Houve dois sínodos que tiveram um impacto, um é o Sínodo da Juventude, que ajudou muito. E a partir daí foi decidido que o próximo Sínodo seria sobre a sinodalidade. Também o Sínodo sobre a Família, com um estilo diferente, que mostrou que é possível, apesar das dificuldades.
- A Igreja é uma Igreja que escuta a todos, começando pelos próprios cristãos,
- e às vezes até mesmo os cristãos não se escutam uns aos outros, como membros de uma família, como seguidores de Cristo, como evangelizadores;
- a ideologia é mais importante.
Devemos também ouvir todos aqueles que não têm voz, algo em que o Papa está insistindo muito.
- Não nos fiquemos sempre com os mesmos de sempre, nos círculos fechados onde estão aqueles que pensam mais ou menos como nós,
- não nos contentemos em participar de ouvir os mesmos de sempre.
- Temos que nos abrir, para que todos tenham a oportunidade de participar, que foi o que aconteceu no Sínodo para a Amazônia. A voz daqueles que nunca falam, daqueles que não têm a oportunidade de se expressar.
Mesmo aqueles que querem nos ajudar com boa vontade, que é o passo dado pela Fratelli tutti. A questão é a imagem de Deus em cada ser humano, o que nos torna todos irmãos e irmãs, somos todos filhos de Deus, somos todos imagem de Deus.
- Todos aqueles que querem nos ajudar, nós vamos ouvi-los, nós vamos ajudar neste processo de escuta e discernimento,
- porque eles nos ajudam a discernir no Espírito, em vários níveis, pessoal, paroquial, comunitário, eclesial, e então as decisões são tomadas.

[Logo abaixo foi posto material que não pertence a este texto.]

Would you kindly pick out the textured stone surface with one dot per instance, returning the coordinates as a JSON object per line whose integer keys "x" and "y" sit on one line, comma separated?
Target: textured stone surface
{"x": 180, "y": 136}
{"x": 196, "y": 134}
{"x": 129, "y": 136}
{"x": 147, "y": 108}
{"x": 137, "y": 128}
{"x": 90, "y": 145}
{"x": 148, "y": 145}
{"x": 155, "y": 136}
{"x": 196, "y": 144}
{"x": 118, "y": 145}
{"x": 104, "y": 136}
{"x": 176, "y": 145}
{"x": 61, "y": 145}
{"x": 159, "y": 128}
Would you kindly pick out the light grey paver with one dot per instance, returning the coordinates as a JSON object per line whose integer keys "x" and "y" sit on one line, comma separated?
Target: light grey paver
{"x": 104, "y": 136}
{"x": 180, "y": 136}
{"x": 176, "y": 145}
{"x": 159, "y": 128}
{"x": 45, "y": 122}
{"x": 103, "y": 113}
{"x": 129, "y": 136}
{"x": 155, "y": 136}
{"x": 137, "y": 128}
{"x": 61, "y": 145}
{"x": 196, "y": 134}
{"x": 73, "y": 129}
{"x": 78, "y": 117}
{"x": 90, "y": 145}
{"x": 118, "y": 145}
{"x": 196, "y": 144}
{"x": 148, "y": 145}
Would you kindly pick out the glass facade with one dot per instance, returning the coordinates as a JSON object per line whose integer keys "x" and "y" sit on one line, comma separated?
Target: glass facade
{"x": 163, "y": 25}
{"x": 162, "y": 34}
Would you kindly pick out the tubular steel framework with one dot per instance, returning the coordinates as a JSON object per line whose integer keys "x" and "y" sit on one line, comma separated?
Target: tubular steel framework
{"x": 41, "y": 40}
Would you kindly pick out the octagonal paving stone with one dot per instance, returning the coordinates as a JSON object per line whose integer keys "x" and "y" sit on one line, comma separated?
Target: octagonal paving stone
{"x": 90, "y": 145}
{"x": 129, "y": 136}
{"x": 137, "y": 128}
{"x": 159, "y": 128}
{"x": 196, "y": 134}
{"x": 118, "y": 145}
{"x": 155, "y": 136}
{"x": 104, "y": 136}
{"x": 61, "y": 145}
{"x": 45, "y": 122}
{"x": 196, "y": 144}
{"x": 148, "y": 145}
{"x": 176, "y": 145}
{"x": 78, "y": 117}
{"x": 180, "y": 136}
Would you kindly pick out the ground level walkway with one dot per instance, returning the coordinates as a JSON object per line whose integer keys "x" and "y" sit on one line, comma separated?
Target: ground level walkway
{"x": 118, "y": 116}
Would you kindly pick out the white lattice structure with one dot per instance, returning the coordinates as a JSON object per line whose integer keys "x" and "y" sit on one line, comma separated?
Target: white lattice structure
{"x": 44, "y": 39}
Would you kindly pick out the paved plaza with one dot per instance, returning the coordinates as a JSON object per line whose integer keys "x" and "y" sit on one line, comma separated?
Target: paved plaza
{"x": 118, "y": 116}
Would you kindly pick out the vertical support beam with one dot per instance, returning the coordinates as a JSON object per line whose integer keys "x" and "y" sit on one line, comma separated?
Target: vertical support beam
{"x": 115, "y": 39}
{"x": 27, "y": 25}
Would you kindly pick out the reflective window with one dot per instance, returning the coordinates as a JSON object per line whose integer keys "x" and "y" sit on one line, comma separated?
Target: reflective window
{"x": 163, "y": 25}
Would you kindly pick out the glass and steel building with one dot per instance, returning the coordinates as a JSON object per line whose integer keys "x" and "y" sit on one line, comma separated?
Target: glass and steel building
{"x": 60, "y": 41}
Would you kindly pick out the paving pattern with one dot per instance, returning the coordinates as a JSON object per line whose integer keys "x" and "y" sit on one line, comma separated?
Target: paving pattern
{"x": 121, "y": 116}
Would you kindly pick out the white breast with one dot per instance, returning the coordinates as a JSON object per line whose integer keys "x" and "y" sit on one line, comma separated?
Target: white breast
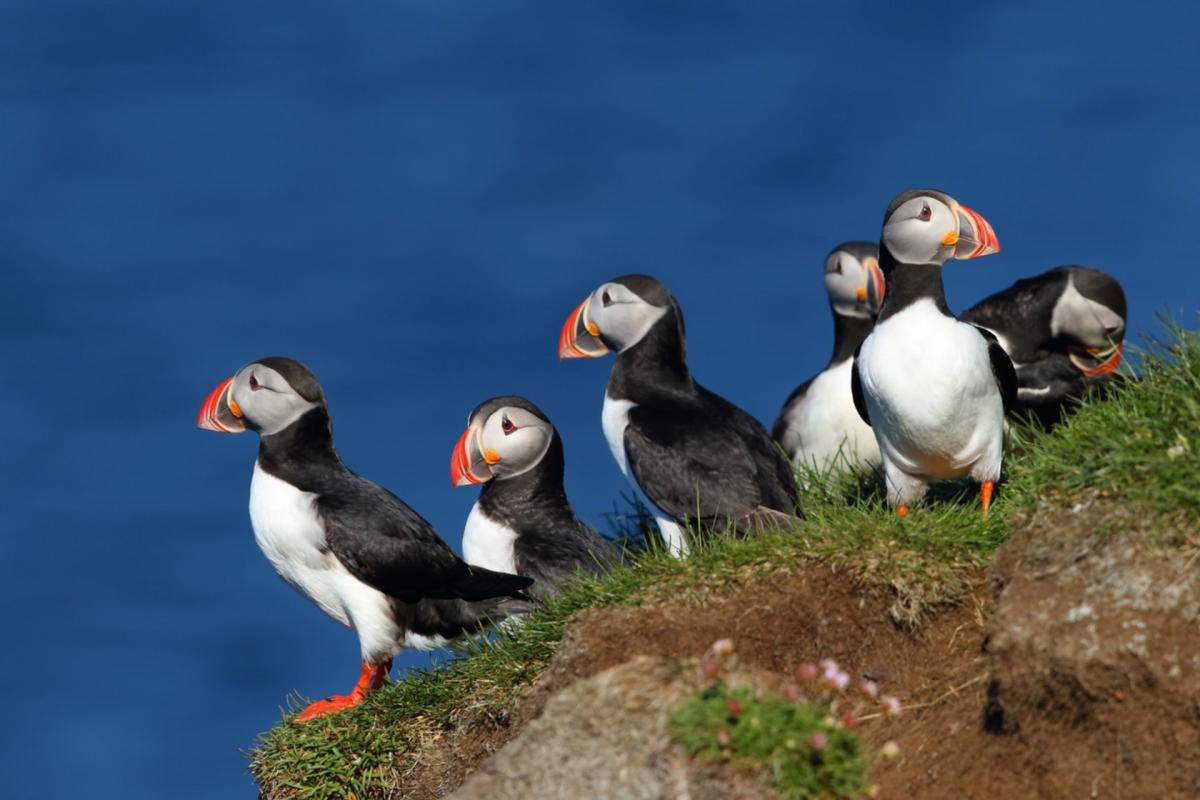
{"x": 291, "y": 535}
{"x": 823, "y": 428}
{"x": 930, "y": 392}
{"x": 613, "y": 419}
{"x": 487, "y": 543}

O Sínodo para a Amazônia e o Sínodo da Juventude abriram as portas para um estilo diferente e também mostraram que isso é possível. É necessário ser paciente, dar passos, com muita calma, rezar, fazer discernimento e caminhar juntos.
- Isto é o que nos leva de volta à Igreja dos Padres, à Igreja dos primeiros tempos, não é outra coisa, não estamos inventando nada de novo, estamos indo às raízes.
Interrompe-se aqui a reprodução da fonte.